The foregoing object of the invention is achieved by providing a holder driving device having: a holder holding a substrate, the holder provided in a vacuum vessel disposed in the atmosphere; a shaft supporting the holder and penetrating the vacuum vessel; a driver provided outside the vacuum vessel and driving the shaft reciprocatingly and linearly in an axial direction of the shaft; a bearing unit attached on the outside of the vacuum vessel so that the shaft passes through the bearing unit, and the bearing unit having at least one of mechanical direct-acting bearings for supporting the shaft and at least one of exhaust chambers surrounding the shaft; a vacuum pump for vacuum-pumping the exhaust chambers of the bearing unit; and a gas replacement mechanism for supplying dry gas in the neighborhood of an atmosphere-side entrance portion of a gap between an end portion of the bearing unit of a side opposite to the vacuum vessel and the shaft passing the end to portion, so as to replace the atmosphere in the vicinity of the entrance portion by the dry gas, the dry gas being lower in humidity than at least the surrounding atmosphere and being a positive pressure.
Preferably, the gas replacement mechanism is constituted by a purge chamber provided so as to partition between the end portion of the bearing unit on the side opposite to the vacuum vessel and the atmosphere side and so as to surround the shaft passing the end portion, and a gas supply means for supplying the purge chamber with dry gas the humidity of which is lower than that of at least the surrounding atmosphere and the pressure of which is positive.
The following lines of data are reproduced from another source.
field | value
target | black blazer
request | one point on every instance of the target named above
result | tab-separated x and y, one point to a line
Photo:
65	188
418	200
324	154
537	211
Alternatively, it is preferable to constitute the gas replacement mechanism by an isolation vessel, and a gas supply means for supplying the isolation vessel with dry gas which is lower in humidity than that of at least the surrounding atmosphere and which has positive pressure. The isolation vessel surrounds, with separation from the atmosphere, the end portion of the bearing unit on the side opposite to the vacuum vessel, the shaft projecting outside from the end portion, and the whole of the periphery of the driving device for driving the shaft.
According to the above-mentioned configuration, at least the atmosphere near the entrance portion of the gap in the atmosphere-side end portion of the bearing unit using differential pumping can be replaced by the dry gas by means of the gas replacement mechanism, so that it is possible to prevent the atmosphere from flowing into the first stage exhaust chamber of the bearing unit to thereby prevent moisture in the atmosphere from flowing into the first stage exhaust chamber. Accordingly, it is possible to prevent the vacuum seal performance in the bearing unit from being deteriorated even when the shaft is driven so as to reciprocate linearly at a high speed.